A delicious and spicy shrimp dish served with pasta, perfect for seafood lovers.
Author:Lorenzo Bonucci
Prep Time:10 minutes
Cook Time:20 minutes
Total Time:30 minutes
Yield:4 servings 1x
Category:Main Course
Method:Stovetop
Cuisine:Italian
Diet:Low Fat
Ingredients
Scale
1 pound large shrimp, peeled and deveined
2 tablespoons olive oil
4 cloves garlic, minced
1/2 teaspoon red pepper flakes (adjust to taste)
1 can (14.5 ounces) diced tomatoes, undrained
1/2 cup dry white wine
1 teaspoon dried oregano
1 teaspoon dried basil
Salt and pepper to taste
8 ounces linguine or spaghetti
Fresh parsley, chopped (for garnish)
Grated Parmesan cheese (for serving)
Instructions
In a large pot of salted boiling water, cook the linguine or spaghetti according to package instructions until al dente. Drain and set aside, reserving 1/2 cup of the pasta water.
In a large skillet, heat the olive oil over medium heat. Add the minced garlic and red pepper flakes, sautéing for about 1 minute until fragrant.
Add the diced tomatoes (with their juices) and white wine to the skillet. Stir in the oregano, basil, salt, and pepper. Bring the mixture to a simmer and let it cook for about 5-7 minutes, allowing the sauce to thicken slightly.

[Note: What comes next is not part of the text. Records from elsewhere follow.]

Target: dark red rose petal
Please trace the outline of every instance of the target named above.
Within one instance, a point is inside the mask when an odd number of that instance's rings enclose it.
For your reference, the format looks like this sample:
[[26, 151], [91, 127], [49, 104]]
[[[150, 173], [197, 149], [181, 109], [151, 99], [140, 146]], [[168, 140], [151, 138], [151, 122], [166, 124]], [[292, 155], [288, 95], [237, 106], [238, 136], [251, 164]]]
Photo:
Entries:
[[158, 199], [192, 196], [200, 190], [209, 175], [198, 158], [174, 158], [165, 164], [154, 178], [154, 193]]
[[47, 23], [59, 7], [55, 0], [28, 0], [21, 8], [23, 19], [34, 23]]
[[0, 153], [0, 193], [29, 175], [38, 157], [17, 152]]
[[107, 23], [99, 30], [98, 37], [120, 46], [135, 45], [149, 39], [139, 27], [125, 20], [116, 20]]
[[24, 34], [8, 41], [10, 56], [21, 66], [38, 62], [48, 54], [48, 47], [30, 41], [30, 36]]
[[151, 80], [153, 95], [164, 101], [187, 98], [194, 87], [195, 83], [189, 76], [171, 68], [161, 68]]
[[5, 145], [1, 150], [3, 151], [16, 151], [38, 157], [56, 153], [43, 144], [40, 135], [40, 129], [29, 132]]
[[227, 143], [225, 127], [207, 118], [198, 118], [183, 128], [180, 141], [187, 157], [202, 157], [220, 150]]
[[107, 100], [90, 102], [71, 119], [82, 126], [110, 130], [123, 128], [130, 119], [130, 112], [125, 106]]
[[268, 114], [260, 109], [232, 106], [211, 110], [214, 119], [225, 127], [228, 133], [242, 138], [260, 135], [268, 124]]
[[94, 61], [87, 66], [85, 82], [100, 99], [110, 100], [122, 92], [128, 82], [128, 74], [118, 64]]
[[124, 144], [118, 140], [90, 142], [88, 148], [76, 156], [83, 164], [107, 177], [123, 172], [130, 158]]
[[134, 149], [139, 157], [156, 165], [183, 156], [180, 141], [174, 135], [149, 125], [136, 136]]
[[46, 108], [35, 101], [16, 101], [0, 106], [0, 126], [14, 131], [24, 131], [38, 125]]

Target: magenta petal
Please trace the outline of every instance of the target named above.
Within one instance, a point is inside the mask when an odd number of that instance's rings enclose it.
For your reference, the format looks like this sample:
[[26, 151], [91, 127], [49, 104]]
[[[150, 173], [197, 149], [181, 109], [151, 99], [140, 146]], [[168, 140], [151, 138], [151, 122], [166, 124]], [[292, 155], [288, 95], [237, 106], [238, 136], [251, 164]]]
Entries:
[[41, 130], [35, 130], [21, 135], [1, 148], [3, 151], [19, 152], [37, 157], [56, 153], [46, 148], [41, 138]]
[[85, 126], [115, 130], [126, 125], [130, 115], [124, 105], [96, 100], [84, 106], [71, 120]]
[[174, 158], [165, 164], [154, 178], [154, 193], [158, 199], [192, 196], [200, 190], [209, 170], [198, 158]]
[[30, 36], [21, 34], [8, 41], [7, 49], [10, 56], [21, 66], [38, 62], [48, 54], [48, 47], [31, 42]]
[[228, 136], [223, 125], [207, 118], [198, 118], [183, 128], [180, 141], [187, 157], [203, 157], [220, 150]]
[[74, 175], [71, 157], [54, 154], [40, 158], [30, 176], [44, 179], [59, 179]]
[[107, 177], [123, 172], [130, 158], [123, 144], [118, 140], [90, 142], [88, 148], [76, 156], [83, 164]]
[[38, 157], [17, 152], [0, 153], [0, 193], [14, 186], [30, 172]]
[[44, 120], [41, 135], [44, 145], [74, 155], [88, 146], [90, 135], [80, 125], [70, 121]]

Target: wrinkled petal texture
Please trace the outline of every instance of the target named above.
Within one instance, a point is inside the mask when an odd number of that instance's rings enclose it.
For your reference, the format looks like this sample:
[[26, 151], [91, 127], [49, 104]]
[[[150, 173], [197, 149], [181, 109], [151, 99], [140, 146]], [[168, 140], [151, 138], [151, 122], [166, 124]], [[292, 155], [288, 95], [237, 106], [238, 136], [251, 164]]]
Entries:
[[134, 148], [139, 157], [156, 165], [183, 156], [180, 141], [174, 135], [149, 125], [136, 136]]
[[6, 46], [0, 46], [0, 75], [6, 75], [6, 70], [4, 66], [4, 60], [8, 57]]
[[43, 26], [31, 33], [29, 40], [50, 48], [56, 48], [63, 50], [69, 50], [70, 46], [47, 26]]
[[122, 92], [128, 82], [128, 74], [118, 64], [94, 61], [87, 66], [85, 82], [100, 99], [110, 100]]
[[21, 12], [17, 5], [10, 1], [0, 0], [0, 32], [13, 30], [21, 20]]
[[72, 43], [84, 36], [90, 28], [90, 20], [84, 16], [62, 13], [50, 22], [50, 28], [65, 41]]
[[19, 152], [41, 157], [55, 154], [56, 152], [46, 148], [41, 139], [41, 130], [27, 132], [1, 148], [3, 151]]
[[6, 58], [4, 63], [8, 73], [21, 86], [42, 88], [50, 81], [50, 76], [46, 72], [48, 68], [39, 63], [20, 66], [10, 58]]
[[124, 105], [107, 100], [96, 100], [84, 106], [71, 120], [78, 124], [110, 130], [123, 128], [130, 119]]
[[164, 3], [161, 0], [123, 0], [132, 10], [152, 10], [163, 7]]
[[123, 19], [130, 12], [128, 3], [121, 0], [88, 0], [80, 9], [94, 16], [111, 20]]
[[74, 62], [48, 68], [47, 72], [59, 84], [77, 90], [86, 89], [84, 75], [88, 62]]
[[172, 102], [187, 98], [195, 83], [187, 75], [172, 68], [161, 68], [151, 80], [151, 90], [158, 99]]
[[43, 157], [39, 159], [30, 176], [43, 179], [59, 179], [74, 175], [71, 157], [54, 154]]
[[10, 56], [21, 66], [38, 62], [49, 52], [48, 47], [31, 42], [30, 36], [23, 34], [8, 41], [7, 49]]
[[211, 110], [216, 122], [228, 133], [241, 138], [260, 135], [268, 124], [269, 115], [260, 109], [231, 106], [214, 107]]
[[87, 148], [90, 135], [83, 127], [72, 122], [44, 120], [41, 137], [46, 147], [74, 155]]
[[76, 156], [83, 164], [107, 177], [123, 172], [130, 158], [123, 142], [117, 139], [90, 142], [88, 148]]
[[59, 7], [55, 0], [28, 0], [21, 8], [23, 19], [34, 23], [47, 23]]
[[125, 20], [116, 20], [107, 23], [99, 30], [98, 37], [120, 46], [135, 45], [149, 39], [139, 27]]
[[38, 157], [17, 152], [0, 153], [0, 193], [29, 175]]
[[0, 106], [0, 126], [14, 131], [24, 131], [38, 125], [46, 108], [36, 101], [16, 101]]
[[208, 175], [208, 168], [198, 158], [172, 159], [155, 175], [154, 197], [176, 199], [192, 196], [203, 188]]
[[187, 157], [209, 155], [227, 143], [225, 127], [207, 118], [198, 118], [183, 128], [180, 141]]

Add the shrimp to the skillet and cook for 3-5 minutes, or until the shrimp are pink and opaque.
Toss the cooked pasta into the skillet with the shrimp and sauce, adding reserved pasta water as needed to reach desired consistency. Mix well to combine.
Serve immediately, garnished with chopped parsley and grated Parmesan cheese.
Notes
For a creamier sauce, stir in 1/4 cup of heavy cream just before adding the shrimp.
Add vegetables like bell peppers or spinach for extra flavor and nutrition.